Sheffield workshop gives students hands-on chip tape-out

Sheffield workshop gives students hands-on chip tape-out

The University of Sheffield has hosted a major Tiny Tapeout workshop, giving more than 120 students from ten UK universities hands-on ASIC design and fabrication experience.


IN Brief:

  • More than 120 students from ten UK universities designed and submitted ASICs for fabrication.
  • The workshop used Tiny Tapeout’s open-source, multi-project wafer approach.
  • The programme addresses barriers around EDA access, fabrication cost, and practical semiconductor design training.

The University of Sheffield has hosted a major Tiny Tapeout workshop, giving more than 120 students from ten UK universities the opportunity to design and submit their own microchips for fabrication.

The workshop was run through the School of Electrical and Electronic Engineering and supported by EnSilica and other semiconductor industry sponsors. It used the Tiny Tapeout framework, an open-source, multi-project wafer approach that enables low-cost fabrication of application-specific integrated circuit designs.

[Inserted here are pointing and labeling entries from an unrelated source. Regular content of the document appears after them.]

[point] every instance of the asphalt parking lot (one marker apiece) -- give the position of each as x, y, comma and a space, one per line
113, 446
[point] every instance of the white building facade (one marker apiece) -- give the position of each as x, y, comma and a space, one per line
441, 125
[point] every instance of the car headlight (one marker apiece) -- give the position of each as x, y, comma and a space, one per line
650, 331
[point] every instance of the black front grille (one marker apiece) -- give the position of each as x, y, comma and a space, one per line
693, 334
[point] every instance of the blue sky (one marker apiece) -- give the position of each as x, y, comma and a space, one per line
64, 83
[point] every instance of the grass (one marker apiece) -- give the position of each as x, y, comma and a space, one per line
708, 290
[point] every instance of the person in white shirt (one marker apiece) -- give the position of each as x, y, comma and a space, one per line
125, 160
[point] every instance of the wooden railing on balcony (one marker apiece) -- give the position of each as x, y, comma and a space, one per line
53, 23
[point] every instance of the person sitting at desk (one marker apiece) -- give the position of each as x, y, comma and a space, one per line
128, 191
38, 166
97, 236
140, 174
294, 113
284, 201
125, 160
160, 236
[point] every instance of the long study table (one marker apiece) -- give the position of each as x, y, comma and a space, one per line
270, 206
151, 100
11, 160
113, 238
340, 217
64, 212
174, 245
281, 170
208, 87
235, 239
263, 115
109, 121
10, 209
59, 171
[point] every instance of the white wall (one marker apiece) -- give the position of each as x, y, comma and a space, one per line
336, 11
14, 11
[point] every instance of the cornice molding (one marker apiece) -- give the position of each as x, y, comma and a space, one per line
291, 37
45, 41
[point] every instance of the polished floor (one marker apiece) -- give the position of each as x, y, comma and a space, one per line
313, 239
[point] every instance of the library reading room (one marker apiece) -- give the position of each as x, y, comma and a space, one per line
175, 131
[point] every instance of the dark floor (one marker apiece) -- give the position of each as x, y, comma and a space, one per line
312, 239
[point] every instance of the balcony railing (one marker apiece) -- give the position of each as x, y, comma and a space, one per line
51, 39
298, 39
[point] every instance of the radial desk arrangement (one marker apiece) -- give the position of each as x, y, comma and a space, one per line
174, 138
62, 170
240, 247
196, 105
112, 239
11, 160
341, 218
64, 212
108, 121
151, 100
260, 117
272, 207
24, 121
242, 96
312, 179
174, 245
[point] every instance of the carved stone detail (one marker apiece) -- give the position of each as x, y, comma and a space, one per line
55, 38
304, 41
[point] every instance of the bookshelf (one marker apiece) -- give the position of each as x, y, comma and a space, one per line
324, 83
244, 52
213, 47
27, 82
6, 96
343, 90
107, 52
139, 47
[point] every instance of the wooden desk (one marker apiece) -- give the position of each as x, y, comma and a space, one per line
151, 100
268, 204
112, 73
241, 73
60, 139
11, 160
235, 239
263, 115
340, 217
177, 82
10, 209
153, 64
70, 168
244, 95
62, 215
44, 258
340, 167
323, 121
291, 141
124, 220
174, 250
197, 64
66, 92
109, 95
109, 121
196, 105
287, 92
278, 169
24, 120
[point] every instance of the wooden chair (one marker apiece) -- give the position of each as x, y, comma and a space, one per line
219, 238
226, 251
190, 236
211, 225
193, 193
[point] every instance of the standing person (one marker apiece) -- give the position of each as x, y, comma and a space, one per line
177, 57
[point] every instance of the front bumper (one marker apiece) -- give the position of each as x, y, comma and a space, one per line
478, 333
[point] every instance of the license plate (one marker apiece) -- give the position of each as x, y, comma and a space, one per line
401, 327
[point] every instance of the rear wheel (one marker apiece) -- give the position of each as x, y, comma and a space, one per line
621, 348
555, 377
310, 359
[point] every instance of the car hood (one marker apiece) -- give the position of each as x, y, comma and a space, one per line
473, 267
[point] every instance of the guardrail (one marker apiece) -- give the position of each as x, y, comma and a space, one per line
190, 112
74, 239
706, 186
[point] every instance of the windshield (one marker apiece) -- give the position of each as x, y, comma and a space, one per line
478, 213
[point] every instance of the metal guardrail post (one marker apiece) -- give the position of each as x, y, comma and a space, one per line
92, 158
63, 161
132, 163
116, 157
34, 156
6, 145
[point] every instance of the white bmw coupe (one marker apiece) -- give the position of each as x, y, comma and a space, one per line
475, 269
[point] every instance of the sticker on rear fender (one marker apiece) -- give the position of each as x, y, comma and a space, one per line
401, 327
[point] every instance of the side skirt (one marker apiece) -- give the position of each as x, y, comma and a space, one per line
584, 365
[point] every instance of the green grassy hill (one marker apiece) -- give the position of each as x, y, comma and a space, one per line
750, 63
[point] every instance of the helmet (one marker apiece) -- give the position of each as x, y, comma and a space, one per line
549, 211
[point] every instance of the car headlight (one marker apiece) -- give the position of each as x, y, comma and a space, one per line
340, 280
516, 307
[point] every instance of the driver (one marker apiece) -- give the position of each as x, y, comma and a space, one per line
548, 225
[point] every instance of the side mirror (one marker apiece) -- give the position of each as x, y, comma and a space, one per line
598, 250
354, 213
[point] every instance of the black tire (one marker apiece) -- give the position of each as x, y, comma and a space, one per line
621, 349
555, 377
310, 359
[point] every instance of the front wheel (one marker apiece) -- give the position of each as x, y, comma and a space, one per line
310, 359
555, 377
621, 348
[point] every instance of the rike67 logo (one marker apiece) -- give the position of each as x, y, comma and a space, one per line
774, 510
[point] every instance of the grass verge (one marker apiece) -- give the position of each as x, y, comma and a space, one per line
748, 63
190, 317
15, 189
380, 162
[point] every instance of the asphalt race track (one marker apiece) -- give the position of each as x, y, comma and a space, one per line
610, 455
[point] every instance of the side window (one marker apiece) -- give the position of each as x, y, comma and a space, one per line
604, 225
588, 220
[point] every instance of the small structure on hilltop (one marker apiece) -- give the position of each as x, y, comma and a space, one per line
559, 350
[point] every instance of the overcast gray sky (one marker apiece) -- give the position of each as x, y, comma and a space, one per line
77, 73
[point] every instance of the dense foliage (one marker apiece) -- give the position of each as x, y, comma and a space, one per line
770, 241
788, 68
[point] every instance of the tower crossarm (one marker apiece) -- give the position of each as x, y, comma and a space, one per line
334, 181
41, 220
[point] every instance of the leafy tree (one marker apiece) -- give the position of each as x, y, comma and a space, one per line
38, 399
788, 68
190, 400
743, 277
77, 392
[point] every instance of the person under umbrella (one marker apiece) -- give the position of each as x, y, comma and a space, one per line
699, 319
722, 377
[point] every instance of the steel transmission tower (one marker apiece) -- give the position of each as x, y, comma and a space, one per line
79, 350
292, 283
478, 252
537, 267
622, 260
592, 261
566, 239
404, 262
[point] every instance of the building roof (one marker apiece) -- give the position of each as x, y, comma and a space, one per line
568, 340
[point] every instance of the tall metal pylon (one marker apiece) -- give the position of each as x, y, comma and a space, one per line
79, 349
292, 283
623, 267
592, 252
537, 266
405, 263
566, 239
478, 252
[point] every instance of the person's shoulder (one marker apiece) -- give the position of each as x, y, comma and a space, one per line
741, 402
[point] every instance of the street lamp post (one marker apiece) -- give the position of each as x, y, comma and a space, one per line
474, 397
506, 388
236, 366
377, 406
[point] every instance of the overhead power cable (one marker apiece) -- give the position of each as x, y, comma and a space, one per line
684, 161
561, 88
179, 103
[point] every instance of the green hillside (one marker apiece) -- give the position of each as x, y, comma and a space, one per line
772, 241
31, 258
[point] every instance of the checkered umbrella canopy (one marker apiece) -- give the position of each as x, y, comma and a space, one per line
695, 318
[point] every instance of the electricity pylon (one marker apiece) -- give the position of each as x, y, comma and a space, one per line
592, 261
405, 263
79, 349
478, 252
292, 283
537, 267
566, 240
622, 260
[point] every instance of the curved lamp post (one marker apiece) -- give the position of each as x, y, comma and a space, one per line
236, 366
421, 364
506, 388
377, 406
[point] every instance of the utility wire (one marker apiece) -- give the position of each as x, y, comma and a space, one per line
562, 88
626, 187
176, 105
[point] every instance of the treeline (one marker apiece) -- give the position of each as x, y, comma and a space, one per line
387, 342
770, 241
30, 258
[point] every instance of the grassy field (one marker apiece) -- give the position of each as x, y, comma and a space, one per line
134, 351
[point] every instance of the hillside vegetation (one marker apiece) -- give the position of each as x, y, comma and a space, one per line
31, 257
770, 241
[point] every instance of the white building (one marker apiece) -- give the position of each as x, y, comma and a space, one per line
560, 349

Participants progressed from initial concept to chip design and tape-out within a single afternoon. The event is believed to be the largest Tiny Tapeout workshop and mass tape-out cohort to date globally, with each student able to submit an individual design as part of a shared fabrication run.

The workshop was open to students with no prior chip design experience. It introduced digital logic fundamentals before guiding participants through the process of preparing a design for silicon. The chips are now heading to manufacture, with students expected to return later in the year to test their designs on real silicon.

The programme was supported by Sheffield Hardware and Reconfigurable Computing, known as SHaRC, a student-led community that helped deliver the workshop and scale participation.

Practical chip design experience remains difficult to access in many university settings. Students may study digital electronics, computer architecture, embedded systems, and HDL-based design, but the cost and complexity of EDA tools, foundry access, and fabrication have often kept real tape-out experience outside standard teaching routes.

Tiny Tapeout lowers that barrier by combining open-source tooling with shared fabrication. The multi-project wafer model allows many small designs to be manufactured together, reducing cost while still exposing students to the disciplines required for silicon submission. Designs have to be constrained, checked, and prepared for a manufacturing flow, making the exercise more demanding than a simulation-only assignment.

That distinction is important for early-stage engineers. Preparing a design for fabrication introduces constraints around area, timing, I/O, verification, layout, and test that are easy to miss when projects remain on screen. When fabricated silicon returns, students also encounter bring-up, measurement, debugging, and the reality that a physical device may reveal issues not visible in the design environment.

The UK semiconductor sector has specific strengths in design services, compound semiconductors, specialist IP, automotive electronics, sensing, communications, photonics, and advanced packaging. These areas depend on engineers who understand how digital logic, embedded systems, interfaces, packaging, test, and manufacturing interact. A broader base of graduates with tape-out experience would support companies working across ASIC design, FPGA prototyping, embedded platforms, and hardware security.

Programmes such as Sheffield’s workshop also help make chip design more visible. Semiconductor engineering can appear distant from undergraduate electronics because fabrication is often hidden behind commercial toolchains and specialist facilities. Giving students a route from concept to silicon makes the discipline tangible and gives employers a stronger foundation to build on when recruiting into design and verification roles.

The finished student chips will give participants a second phase of learning when the devices return for testing. That loop from design to fabrication to measurement is central to semiconductor engineering, and it is still rare enough in education to make a single afternoon tape-out a useful intervention for the UK talent pipeline.